Carne e vísceras, pele e corpo, ser. A gramática básica daquilo que somos. Vida e morte: o denominador comum da existência humana. Esses são os elementos constitutivos das quatro séries que aqui se apresentam. O tempo linear comum, aquele regido pela circularidade das estações, das efemérides e das rotinas, é aniquilado. O instante de uma ação incerta, que parece congelado ante nossos olhos, se expande quase infinito na dimensão sem horizonte do branco imaculado da tela. Fábio Magalhães se aproxima de uma temporalidade perpetua onde não há lugar para o circunstancial, para a omnipresença cotidiana das coisas esquecíveis. Constrói uma presença reticente do essencial invisível.

Beyond the visible, before the intangible.

Alejandra Muñoz

 

The world, our perception and reality are always more complex and puzzling than they seem, especially in the field of images and their tendency to random affinities, hidden recurrences and involuntary echoes. Fabio Magalhaes’s paintings are constituted in this unsettling place between the visible, the recognizable and familiar, and the ineffable and intangible.

His works approach self-referential themes that metaphorically associate subjects images of his own body, feelings, mental states and banal situations, seeking to emphasize conditions that are inconceivable of being portrayed but through trickery and distortions of reality. His technical process of visual conception involves means of performance, scenography, photography and drawing. But it is through painting, on the plenty of layers and glazes, where contours of an exciting reality emerge, sometimes hermetic, but always disturbing. In many cases, the visual pun on some popular sayings hides subjective charges that go beyond the appearance of the depicted object.

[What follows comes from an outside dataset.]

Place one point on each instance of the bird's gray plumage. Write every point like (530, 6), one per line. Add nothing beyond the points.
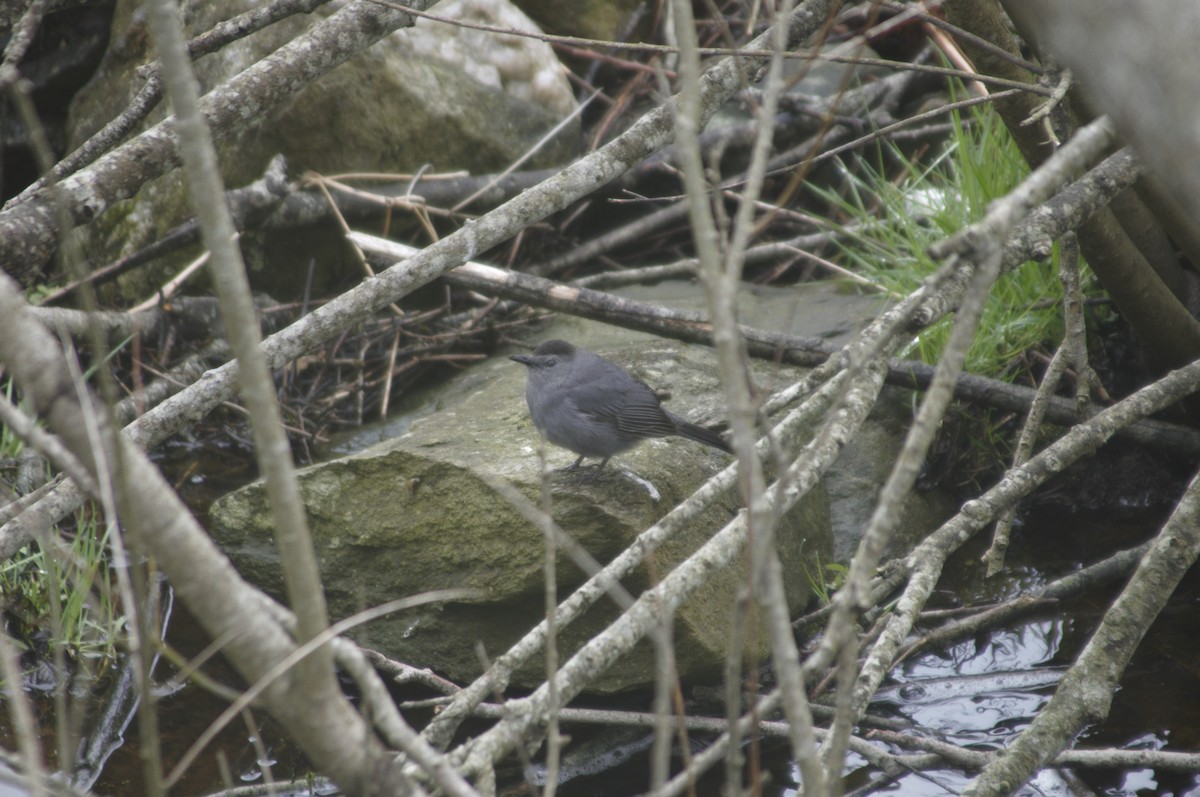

Fabio Magalhaes is coeval of a young Brazilian painting generation, vigorous and visceral, which expresses a support capacity beyond its fibrous materiality and which, in general, conceives the artistic object itself as an immeasurable spatial reality, sometimes a potent installative painting than re-proposes the place where it is shown. It is a generation of artists that repositions the figurative painting, sometimes bordering iconoclasm of traditional genres of portrait, still life and landscape. Instrumented by technical virtuosity, it is a painting that dismantles the factual and anecdotal to reveal uncomfortable aspects of daily life, taboos and mental universes that often operate as a vortex on the observer.

Fábio Magalhães process and images distend the historical relationship of the artist and his model and, in a synchronic way, transgress portrait as a pictorial genre. While the artist cancels the physical presence of the other in the studio in order to build the theme, he introduces the notion of his own otherness. The introspection and deep intimacy of the artist with himself, in a performative exercise to define the image, are the subversion of traditional self-portrait. A painting has an almost adversarial character, meaning a painting that seems to oppose itself, in an exercise of combined references in the process whose result is a painting that goes beyond the image that it contains and falls short of the painter’s intangibility of the gesture.

Meat and guts, skin and body, being. The basic grammar of what we are. Life and death: the common denominator of human existence. These are the constituent elements of four series presented here. The common linear time, one governed by the circularity of the seasons, the ephemeris and routines, is annihilated. The moment of an uncertain action, which seems frozen before our eyes, expands almost infinite in the dimension with no horizon of the immaculate white of the canvas. Fabio Magalhaes approaches a perpetual temporality where there is no place to the circumstantial, to everyday pervasiveness of forgettable things. He builds a reticent presence of the essential invisible.